HOME › Forums › Ken Williams Questions and answers / Thanks Forum › A question for Ken – Sierra after move to Coarsegold/Oakhurst › Reply To: A question for Ken – Sierra after move to Coarsegold/Oakhurst
(re: A question for Ken – Sierra after move to Coarsegold/Oakhurst)
Take it easy, Johann. First of all I do not live in Europe, I live in the US. Second, if adventure games are not dying out, where are all the companies that are making them? Where are the shelves upons shelves of adventure games at my local outlet? There are, maybe, three major studios that make them – all based in Europe. The adventure genre here in the US is most certainly dead. NO ONE I know plays adventure games anymore. In fact, most people look at me kind of weird when I tell them I still play them. That is from where I base my belief that adventure games are a fringe market.

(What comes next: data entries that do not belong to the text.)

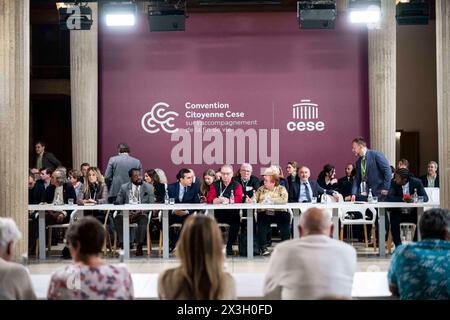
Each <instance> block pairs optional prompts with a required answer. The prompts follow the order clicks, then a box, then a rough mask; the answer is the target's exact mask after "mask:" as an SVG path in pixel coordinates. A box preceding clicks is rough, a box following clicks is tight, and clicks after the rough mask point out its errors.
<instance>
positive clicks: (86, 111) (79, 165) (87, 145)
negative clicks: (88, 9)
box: [70, 3, 98, 168]
mask: <svg viewBox="0 0 450 320" xmlns="http://www.w3.org/2000/svg"><path fill="white" fill-rule="evenodd" d="M89 7H90V8H91V9H92V19H93V20H94V22H93V24H92V26H91V30H72V31H70V90H71V108H72V155H73V156H72V159H73V167H74V168H79V166H80V164H81V163H83V162H88V163H89V164H90V165H91V166H97V150H98V147H97V146H98V141H97V135H98V13H97V11H98V10H97V3H89Z"/></svg>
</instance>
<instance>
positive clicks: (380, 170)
mask: <svg viewBox="0 0 450 320" xmlns="http://www.w3.org/2000/svg"><path fill="white" fill-rule="evenodd" d="M352 147H353V149H352V151H353V153H355V155H357V156H358V160H356V164H355V179H354V180H353V187H352V198H351V200H352V201H355V200H356V199H362V200H366V199H367V194H368V192H369V189H371V190H372V195H373V196H374V197H375V196H376V197H378V198H379V199H380V201H383V200H385V198H386V196H387V195H388V192H389V187H390V185H391V168H390V166H389V162H388V161H387V159H386V157H385V156H384V155H383V154H382V153H381V152H379V151H375V150H369V149H368V148H367V143H366V141H365V140H364V138H361V137H359V138H355V139H353V141H352ZM361 182H365V183H366V186H367V190H361Z"/></svg>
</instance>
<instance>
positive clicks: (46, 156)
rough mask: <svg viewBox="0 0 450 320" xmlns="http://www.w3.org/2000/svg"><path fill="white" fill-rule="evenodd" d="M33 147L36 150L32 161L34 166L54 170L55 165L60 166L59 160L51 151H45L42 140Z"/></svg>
mask: <svg viewBox="0 0 450 320" xmlns="http://www.w3.org/2000/svg"><path fill="white" fill-rule="evenodd" d="M34 147H35V150H36V159H35V161H34V163H35V165H36V166H35V167H36V168H38V169H41V168H48V169H50V170H52V171H54V170H55V169H56V168H57V167H59V166H61V161H59V160H58V159H56V157H55V156H54V155H53V153H51V152H46V151H45V143H44V142H42V141H38V142H37V143H36V144H35V146H34Z"/></svg>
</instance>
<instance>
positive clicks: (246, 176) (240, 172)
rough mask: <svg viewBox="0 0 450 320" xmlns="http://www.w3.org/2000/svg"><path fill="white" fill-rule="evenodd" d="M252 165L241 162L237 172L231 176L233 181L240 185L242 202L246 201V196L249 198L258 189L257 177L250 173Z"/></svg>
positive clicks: (246, 196) (243, 202)
mask: <svg viewBox="0 0 450 320" xmlns="http://www.w3.org/2000/svg"><path fill="white" fill-rule="evenodd" d="M252 172H253V167H252V165H251V164H250V163H243V164H242V165H241V168H240V169H239V173H238V175H237V176H236V177H234V178H233V180H234V181H236V182H238V183H240V185H241V186H242V192H243V193H244V195H243V197H242V202H243V203H245V202H246V198H247V197H249V198H250V199H251V198H252V197H253V194H254V193H255V192H256V191H257V190H258V189H259V187H260V184H259V180H258V178H257V177H255V176H254V175H252Z"/></svg>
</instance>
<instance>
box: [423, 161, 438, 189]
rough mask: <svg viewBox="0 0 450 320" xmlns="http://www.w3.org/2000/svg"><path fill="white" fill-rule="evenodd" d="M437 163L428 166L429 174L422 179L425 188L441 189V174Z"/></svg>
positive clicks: (427, 165)
mask: <svg viewBox="0 0 450 320" xmlns="http://www.w3.org/2000/svg"><path fill="white" fill-rule="evenodd" d="M437 168H438V165H437V162H436V161H430V162H428V165H427V174H424V175H423V176H421V177H420V180H422V184H423V186H424V187H425V188H439V173H438V172H437Z"/></svg>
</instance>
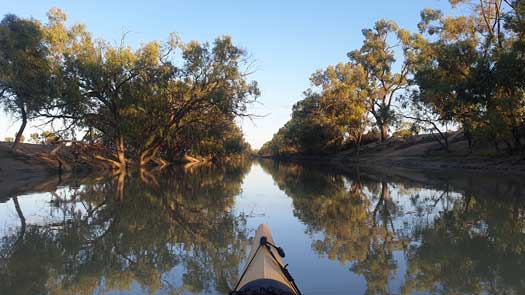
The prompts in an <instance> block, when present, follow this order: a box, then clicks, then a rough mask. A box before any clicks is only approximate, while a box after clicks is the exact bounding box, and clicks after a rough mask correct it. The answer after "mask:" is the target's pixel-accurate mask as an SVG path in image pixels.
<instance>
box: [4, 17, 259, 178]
mask: <svg viewBox="0 0 525 295" xmlns="http://www.w3.org/2000/svg"><path fill="white" fill-rule="evenodd" d="M0 44H1V45H0V102H1V104H2V105H3V106H4V107H5V109H6V110H7V111H8V112H9V113H11V114H13V115H15V116H16V117H18V118H20V119H21V122H22V124H21V126H20V130H19V131H18V132H17V134H16V137H15V139H14V142H13V145H12V149H13V150H14V149H16V145H17V143H18V142H20V139H21V137H22V134H23V131H24V129H25V127H26V125H27V122H28V121H29V120H35V119H39V120H44V122H45V123H47V124H53V123H54V122H58V123H59V124H58V125H59V126H62V127H61V128H63V129H61V130H58V131H56V133H57V134H59V135H60V134H66V133H68V134H71V133H72V132H73V133H74V132H76V134H80V135H82V136H83V138H82V140H84V141H86V142H90V143H98V144H101V145H103V146H105V147H106V148H108V149H109V150H112V151H114V154H115V157H113V158H104V160H106V161H109V162H110V163H112V165H113V166H114V167H115V168H118V169H124V168H125V167H126V166H129V165H132V164H137V165H140V166H146V165H149V164H151V163H155V162H164V161H176V160H179V159H181V158H182V157H183V156H184V155H186V154H191V155H193V156H202V157H208V158H209V157H214V158H215V157H222V156H229V155H235V154H240V153H243V152H246V151H248V150H249V149H250V147H249V145H248V144H247V143H246V142H245V141H244V138H243V134H242V131H241V130H240V129H239V127H238V126H237V125H236V124H235V119H236V118H237V117H239V116H248V115H249V114H248V113H247V105H248V104H250V103H251V102H253V101H254V100H255V99H256V98H257V97H258V96H259V89H258V87H257V84H256V82H254V81H248V80H247V76H248V74H249V73H248V70H249V68H248V66H249V64H248V63H247V56H246V53H245V51H244V50H242V49H241V48H239V47H237V46H235V45H234V44H233V42H232V40H231V38H230V37H228V36H223V37H219V38H217V39H215V41H214V42H213V43H212V44H209V43H200V42H197V41H191V42H189V43H184V42H182V41H181V40H180V38H179V37H178V36H177V35H176V34H171V35H170V36H169V38H168V40H167V41H165V42H159V41H152V42H149V43H144V44H142V45H141V46H140V48H138V49H133V48H131V47H130V46H127V45H126V44H125V35H124V36H123V38H122V41H121V43H120V44H117V45H112V44H110V42H108V41H105V40H101V39H95V38H94V37H93V36H92V34H91V33H90V32H88V31H87V29H86V27H85V26H84V25H82V24H75V25H72V26H68V25H67V24H66V14H65V13H64V12H62V11H61V10H60V9H56V8H54V9H51V10H50V11H49V12H48V22H47V23H41V22H39V21H37V20H34V19H23V18H19V17H17V16H15V15H6V16H5V17H4V18H3V20H2V22H1V23H0Z"/></svg>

You are right about Doom3 being pretty bad. But that has no bearing on the general state of gaming today. The FPS is still god, and it will be for a long time to come. Games have always pushed along the hardware market (or is it the other way around?)…It was possible to do that with adventure games for awhile as we saw the evolution from CGA, to EGA, to VGA, and then on to CD-ROM. But 2d graphics performance has been topped out for a long time, so what’s left?…The 3d market. FPS’s are the games that push people to buy $500 polygon pumps and make people go “that’s really awesome” when they look at the screen. Typical adventure games can’t generate the “wow” factor anymore, so that’s why they’ve fallen to the wayside.
Then make an adventure game in 3D you say? I think that’s where Sierra was trying to go with KQ VIII. However, as Ken noted in another post somewhere around here, Roberta was not the primary creative designer since CUC got their mitts into the deal. Otherwise, KQ VIII may have felt more like a “King’s Quest”. But, regardless of how you cut it, sooner or later the changing face of gaming would probably have ended up changing the face of King’s Quest to something its hardcore fans would have had trouble recognizing.
With that being said, there ARE a couple of games I really enjoyed that have adventure aspects with full 3d engines, which were “Broken Sword 3” and “Beyond Good & Evil”. These games had what I enjoyed most about adventure games – Decent puzzles, an engaging story, and cool characters. I think we might be seeing more of these types of games, especially if someone can come up with an engine that can do really cool, detailed outdoor environments. Bring back the “wow” factor, and we’ll see a resurgence in the genre.